According to Pliny the Elder, the first key was held in the 6th century BC by someone named Theodorus of Samos. Stories throughout Greek and Egyptian history cite the use of locks and keys, which are also found in Old Testament scripts. Wooden locking was used in Egypt nearly four thousand years ago. What is most fascinating about this early form of security was that it still serves as the prototype for what we use in today’s mechanical locks.
Other primitive locks were used in Nineveh, the capital of ancient Assyria, now known as Iraq. These wooden pin locks functioned like large wooden toothbrushes, with pegs communicating with pins that needed to lift in order to open the lock. Valuables and places of religious and historical significance were secured this way, which made the need for physical security virtually obsolete. Unfortunately, these locks were easily broken by force, and early locksmiths went back to the drawing board to work out deficiencies and provide better security solutions.
The Warded Lock
The Roman empire was home to many technological and social innovations, including advancements in the Egyptian wooden lock that made it more durable. Wood materials were swapped out for molded brass and iron, making them significantly stronger than their flimsy predecessors. With the addition of metal into locking mechanisms, the Romans designed early versions of the warded lock, making it necessary for the insertion of a key to bypass projections in order to access what was inside.
This groundbreaking advancement became the foundation for many more sophisticated versions of the lock and key to be formed. Even though the world was headed for the Dark Ages, mankind had found its way through advancements that shed light on the world of locksmithing.
Dark Age Enlightenment
The warded lock stood the test of time for thousands of years after its invention, though they were relatively easy to pick. Early locksmiths of the Dark Ages dedicated themselves to developing more sophisticated combinations of projection within locks and in keys, including the development of:
- multi-key mechanisms
- complex key designs
- fake keyholes
Robert Barron and Joseph Bramah can be credited with the next stage of lock advancement in the late 18th century.
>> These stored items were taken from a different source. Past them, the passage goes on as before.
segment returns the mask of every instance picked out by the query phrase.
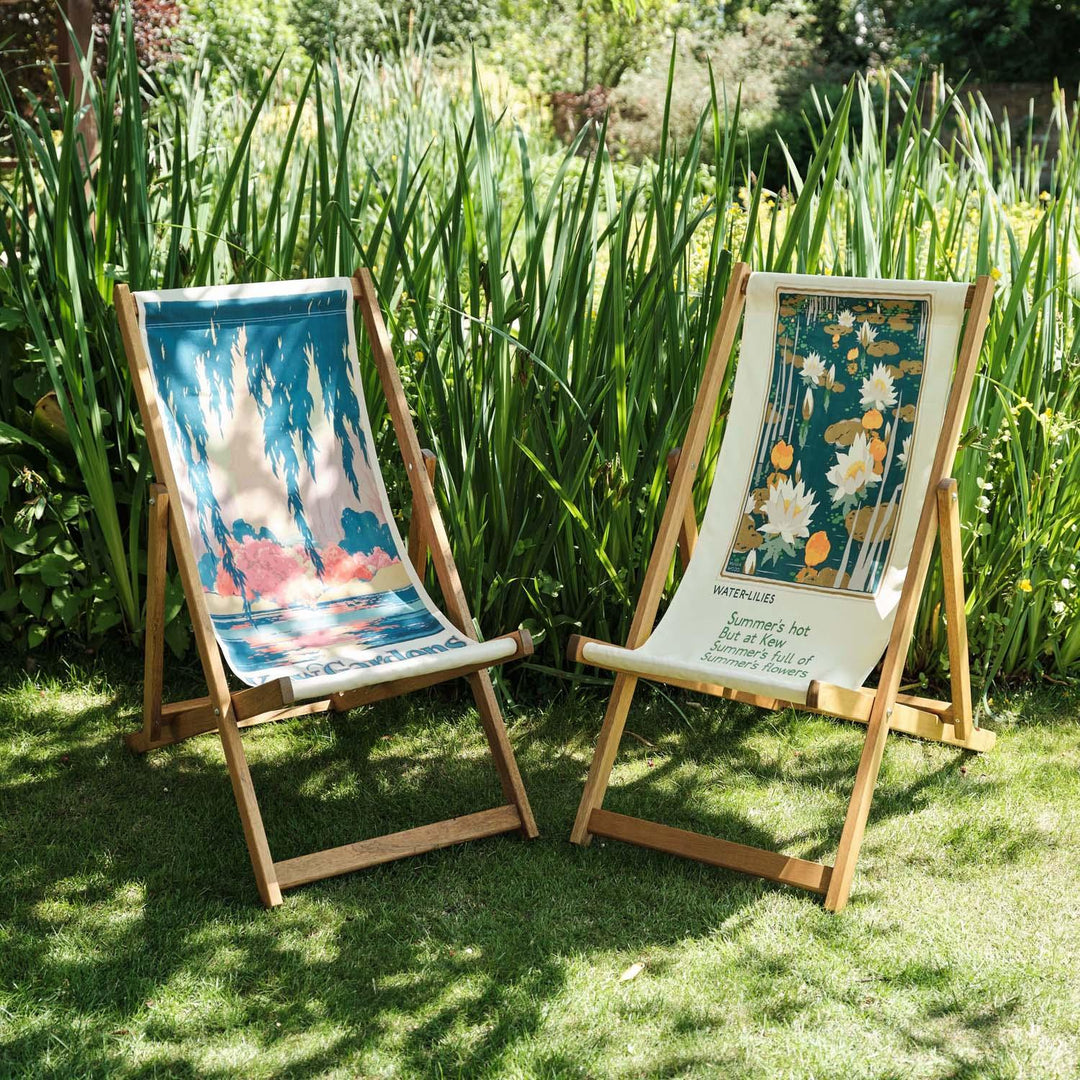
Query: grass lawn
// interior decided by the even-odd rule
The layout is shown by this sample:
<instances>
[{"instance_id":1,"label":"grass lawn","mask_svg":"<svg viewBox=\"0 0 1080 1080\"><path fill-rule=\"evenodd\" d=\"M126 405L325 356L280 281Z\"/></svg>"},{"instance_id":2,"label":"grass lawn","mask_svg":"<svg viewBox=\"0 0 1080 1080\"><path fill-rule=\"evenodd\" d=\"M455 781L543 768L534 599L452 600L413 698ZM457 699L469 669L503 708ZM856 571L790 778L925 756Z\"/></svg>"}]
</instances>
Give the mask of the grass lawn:
<instances>
[{"instance_id":1,"label":"grass lawn","mask_svg":"<svg viewBox=\"0 0 1080 1080\"><path fill-rule=\"evenodd\" d=\"M0 672L3 1077L1080 1071L1075 692L995 699L987 757L894 736L840 916L571 846L590 696L511 716L539 840L309 885L268 912L217 739L124 748L132 662ZM189 673L167 692L196 689ZM611 809L831 859L862 729L652 691L629 727ZM464 696L245 744L278 858L499 801Z\"/></svg>"}]
</instances>

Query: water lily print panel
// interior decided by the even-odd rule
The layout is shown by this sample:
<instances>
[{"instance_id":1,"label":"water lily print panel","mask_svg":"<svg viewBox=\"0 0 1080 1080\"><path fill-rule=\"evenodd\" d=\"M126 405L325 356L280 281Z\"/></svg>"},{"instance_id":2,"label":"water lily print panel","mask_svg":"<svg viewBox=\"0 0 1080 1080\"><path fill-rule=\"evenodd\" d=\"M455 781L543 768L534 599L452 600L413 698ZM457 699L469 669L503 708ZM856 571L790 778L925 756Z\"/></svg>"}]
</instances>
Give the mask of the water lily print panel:
<instances>
[{"instance_id":1,"label":"water lily print panel","mask_svg":"<svg viewBox=\"0 0 1080 1080\"><path fill-rule=\"evenodd\" d=\"M729 574L871 593L904 499L930 301L779 292Z\"/></svg>"},{"instance_id":2,"label":"water lily print panel","mask_svg":"<svg viewBox=\"0 0 1080 1080\"><path fill-rule=\"evenodd\" d=\"M244 682L312 697L507 649L462 636L403 554L349 278L135 299L203 597Z\"/></svg>"},{"instance_id":3,"label":"water lily print panel","mask_svg":"<svg viewBox=\"0 0 1080 1080\"><path fill-rule=\"evenodd\" d=\"M640 648L590 643L585 658L794 702L815 679L862 686L907 575L966 295L751 274L690 565Z\"/></svg>"}]
</instances>

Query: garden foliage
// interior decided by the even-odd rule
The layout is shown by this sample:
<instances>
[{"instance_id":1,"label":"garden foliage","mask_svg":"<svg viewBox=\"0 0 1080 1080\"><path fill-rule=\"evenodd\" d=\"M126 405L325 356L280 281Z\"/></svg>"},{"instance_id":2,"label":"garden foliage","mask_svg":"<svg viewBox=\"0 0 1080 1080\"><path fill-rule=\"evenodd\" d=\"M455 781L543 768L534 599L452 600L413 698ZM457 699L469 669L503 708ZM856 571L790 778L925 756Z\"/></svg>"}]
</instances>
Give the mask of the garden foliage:
<instances>
[{"instance_id":1,"label":"garden foliage","mask_svg":"<svg viewBox=\"0 0 1080 1080\"><path fill-rule=\"evenodd\" d=\"M24 117L15 87L0 86L16 158L0 191L5 640L25 648L64 632L95 644L140 630L151 477L115 284L358 264L376 274L438 454L438 497L481 624L544 635L538 663L552 667L571 632L620 640L663 510L666 455L731 263L748 259L998 279L956 469L972 652L984 679L1077 672L1080 133L1063 100L1047 159L978 97L942 87L921 105L899 78L858 78L835 106L812 107L811 151L787 157L776 193L760 168L748 174L737 96L711 87L682 139L665 108L659 154L631 168L557 147L526 104L510 95L493 108L475 72L440 73L412 40L397 60L272 70L227 93L209 64L185 61L149 96L130 33L114 32L103 77L64 105L59 131L42 104ZM84 108L100 133L92 167L77 134ZM912 650L931 677L945 663L940 601L935 578ZM180 606L173 581L178 650Z\"/></svg>"}]
</instances>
The patent of the double-acting tumbler lock featured two levels that had to be elevated before a bolt could be removed. Bramah’s contribution to the lock and key world included the development of the Bramah locking mechanism, which used cylinder-shaped keys with a series of notches that needed to be aligned and inserted into an identical shape to open it. This lock is still sold and in use today, serving as one of the few locking mechanisms that cannot be easily picked.
Early Modern Mechanisms
In 1848, Linus Yale patented a unique pin tumbler mechanism that closely mimicked early Egyptian prototypes. This lock used a key that aligned with a unique set of pins in order for the lock barrel to turn. These Yale locks are used all over the world today, known for their unique composition that resists penetration and the ability to easily service and change them. Interestingly enough, the majority of locks still in existence today are variations of the early Barron, Bramah, and Yale prototypes.
While we’ve had some variations of locks in the security world such as push button locks, key fobs, digital locks, and security access cards, many people still prefer the safety and security of a solid lock and key mechanism for home and property.
Not only are they more cost-effective and easily serviced, but they also put you at the helm of home and property security for you and your loved ones. We pay homage to these early pioneers for their innovation and creative thinking, thankful for the vision that they had for building a safer, more secure future, one lock and key at a time.